A greater surprise was, however, awaiting him when a child on the sand called out:—

"Look,—there is Toto's Papa!"

That sent Mr. Saltus into a fit of laughter. He always enjoyed a joke on himself so much. The sea air which is supposed to induce sleep was our reason for going to Ramsgate, but even sea air handicapped by the noise of slamming doors and loud talking in the halls, seemed useless. I complained of this before going to my room, and Mr. Saltus said that he would speak to the manager of the hotel and see what could be done about it.

The following morning, upon going out with the dog, I almost fell over Mr. Saltus. He had sat on a chair with his back against my door all night in order to urge those who passed to be quiet. That offset the incident of the burglar and the dinner with interest, yet he did not feel that he had done anything exceptional. He was himself,—that was all. The latent sweetness and unselfishness in his character developed along lines uniquely his own. He was an entity who could not be taken apart and analyzed. He had to be accepted as a whole or not at all. He had his weaknesses,—they were near the surface and but imperfectly concealed. He had also a nobility, a fineness and a greatness of soul I have never seen equalled by any human, at any time, anywhere.
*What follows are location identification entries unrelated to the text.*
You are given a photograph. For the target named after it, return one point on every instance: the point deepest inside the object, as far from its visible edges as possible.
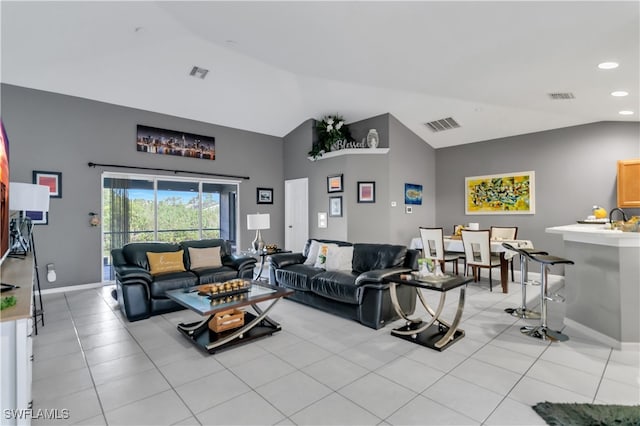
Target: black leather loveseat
(142, 294)
(357, 293)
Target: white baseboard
(600, 337)
(78, 287)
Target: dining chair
(505, 233)
(433, 248)
(477, 249)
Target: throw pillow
(205, 257)
(339, 258)
(313, 253)
(161, 263)
(321, 259)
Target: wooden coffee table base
(256, 326)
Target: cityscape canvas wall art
(509, 193)
(170, 142)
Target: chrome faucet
(616, 209)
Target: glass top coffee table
(253, 325)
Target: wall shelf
(351, 151)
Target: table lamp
(257, 222)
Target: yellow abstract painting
(509, 193)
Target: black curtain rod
(169, 170)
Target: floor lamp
(24, 197)
(257, 222)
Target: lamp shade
(28, 197)
(258, 221)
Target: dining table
(454, 244)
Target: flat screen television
(4, 193)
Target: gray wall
(410, 160)
(575, 168)
(60, 133)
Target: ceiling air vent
(559, 95)
(198, 72)
(442, 125)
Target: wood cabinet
(629, 183)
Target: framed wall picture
(506, 193)
(366, 192)
(170, 142)
(334, 183)
(335, 206)
(38, 218)
(51, 179)
(413, 194)
(264, 195)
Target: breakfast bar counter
(602, 289)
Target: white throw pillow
(313, 253)
(339, 258)
(205, 257)
(321, 259)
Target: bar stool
(522, 312)
(542, 331)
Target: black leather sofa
(359, 294)
(141, 294)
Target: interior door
(296, 214)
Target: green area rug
(588, 414)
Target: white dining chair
(505, 233)
(433, 248)
(477, 249)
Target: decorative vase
(372, 138)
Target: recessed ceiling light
(619, 93)
(608, 65)
(198, 72)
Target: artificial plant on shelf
(330, 130)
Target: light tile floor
(320, 369)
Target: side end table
(434, 333)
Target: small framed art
(264, 195)
(335, 206)
(51, 179)
(366, 192)
(38, 218)
(334, 183)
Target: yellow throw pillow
(161, 263)
(205, 258)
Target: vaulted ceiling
(489, 65)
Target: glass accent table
(434, 333)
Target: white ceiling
(489, 65)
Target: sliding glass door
(157, 208)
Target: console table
(16, 324)
(435, 333)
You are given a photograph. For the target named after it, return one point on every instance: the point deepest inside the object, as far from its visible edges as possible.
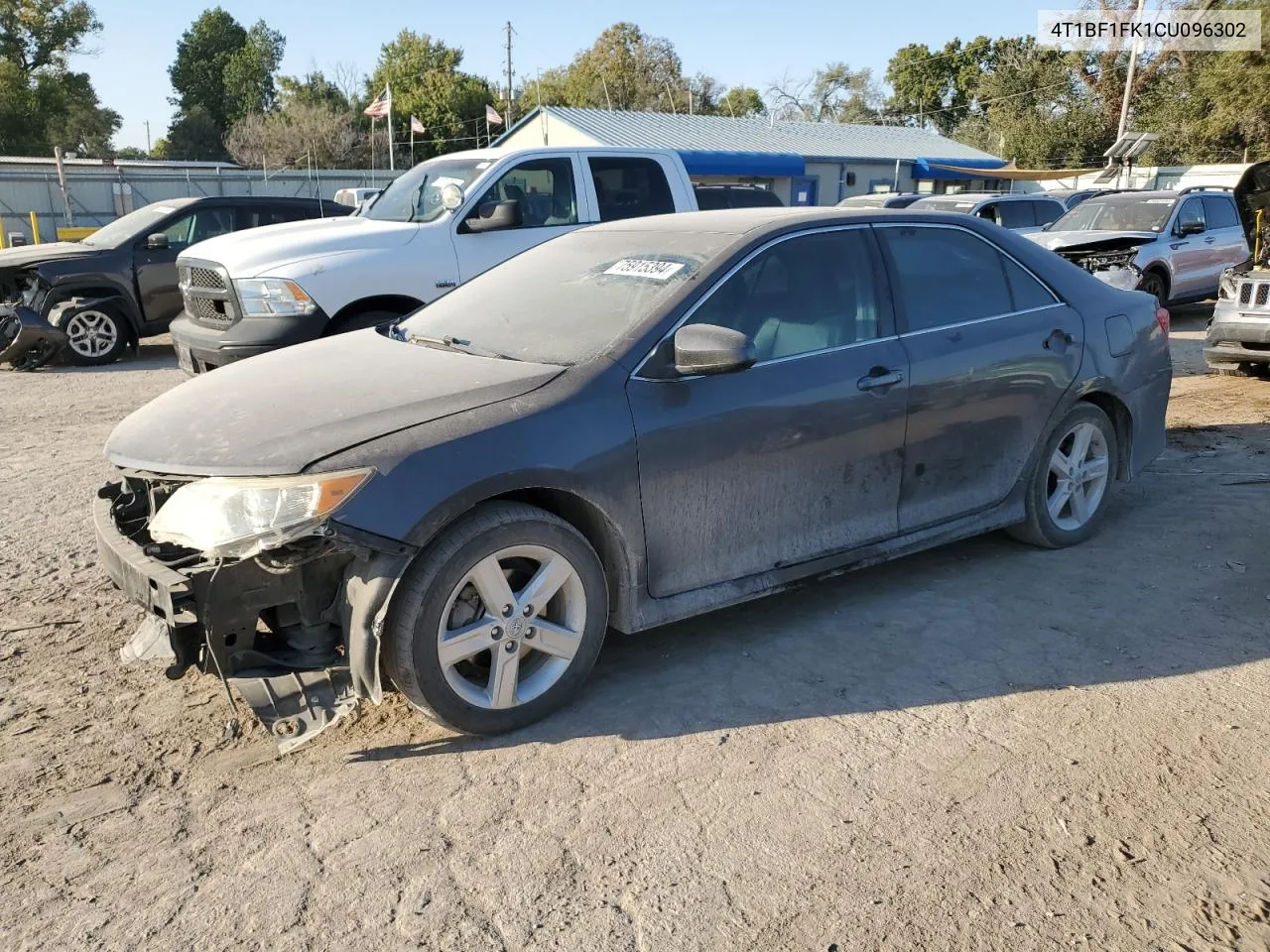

A day or two later the world was shaken by the word WAR. Rumours of it had been in the air for some time,—not a world war to be sure, but a civil one in Ireland. Leading Home Rule members of Parliament had been in nightly conference with the Prime Minister, and from what our friend "Tay Pay" had let drop, we anticipated anything but what eventuated. No one in unprepared England dreamed of war. The idea was too bizarre, too theatrical to be true. Everyone was talking about it, but no one really believed it possible, except perhaps those few who, having an extension of consciousness, could penetrate the veil of the seeming of things.